Court Opinion

ID: 5940901
Source: CourtListenerOpinion
Date Created: 2022-01-13 05:45:13.525757+00
Date Added: 2024-06-11T08:47:13.652237
License: Public Domain

— Determination of the respondent New York State Liquor Authority dated December 7, 1990, which suspended petitioner’s liquor license for fifteen days and a $1,000 bond forfeiture, is unanimously confirmed, the petition denied and the proceeding brought pursuant to CPLR article 78 (transferred to this court by order of the Supreme Court, New York County [Martin Evans, J.], entered February 8, 1991), is dismissed, without costs and without disbursements.
Upon a review of the record, we find substantial evidence supporting respondent’s determination that petitioner violated section 65 of the Alcoholic Beverage Control Law in that it sold or permitted to be sold an alcoholic beverage to a person under the age of twenty-one years.
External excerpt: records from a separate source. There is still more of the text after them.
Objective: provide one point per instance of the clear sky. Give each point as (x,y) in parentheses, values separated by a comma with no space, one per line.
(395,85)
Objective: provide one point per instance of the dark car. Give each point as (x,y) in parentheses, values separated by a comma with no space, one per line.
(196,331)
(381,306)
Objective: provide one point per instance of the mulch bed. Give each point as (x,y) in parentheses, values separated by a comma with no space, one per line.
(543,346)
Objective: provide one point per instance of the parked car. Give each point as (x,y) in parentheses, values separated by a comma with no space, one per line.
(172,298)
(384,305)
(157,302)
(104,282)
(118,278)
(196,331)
Ms. Saturno’s credited hearing testimony established that she, at seventeen-years of age, visited petitioner’s drinking establishment, ordered, and was served, a Sloe Gin Fizz from the waitress. This testimony, exclusive of the contested laboratory evidence, constituted credible evidence sufficient to sustain the charge (see generally, Matter of Red Parrot Cabaret v State Liq. Auth., 174 AD2d 315). Moreover, the laboratory tests, as to which there is some question as to the chain of custody, do not contradict Ms. Saturno’s testimony. The laboratory report indicated that the samples taken from Ms. Saturno’s drink and that of her companion both contained in excess of 11% ethyl alcohol, which finding, is consistent with Ms. Saturno’s testimony.
We do not find the penalty imposed to be so disproportionate to the offense as to be shocking to one’s sense of fairness. (Matter of Pell v Board of Educ., 34 NY2d 222.) Concur— Carro, J. P., Milonas, Ellerin, Wallach and Ross, JJ.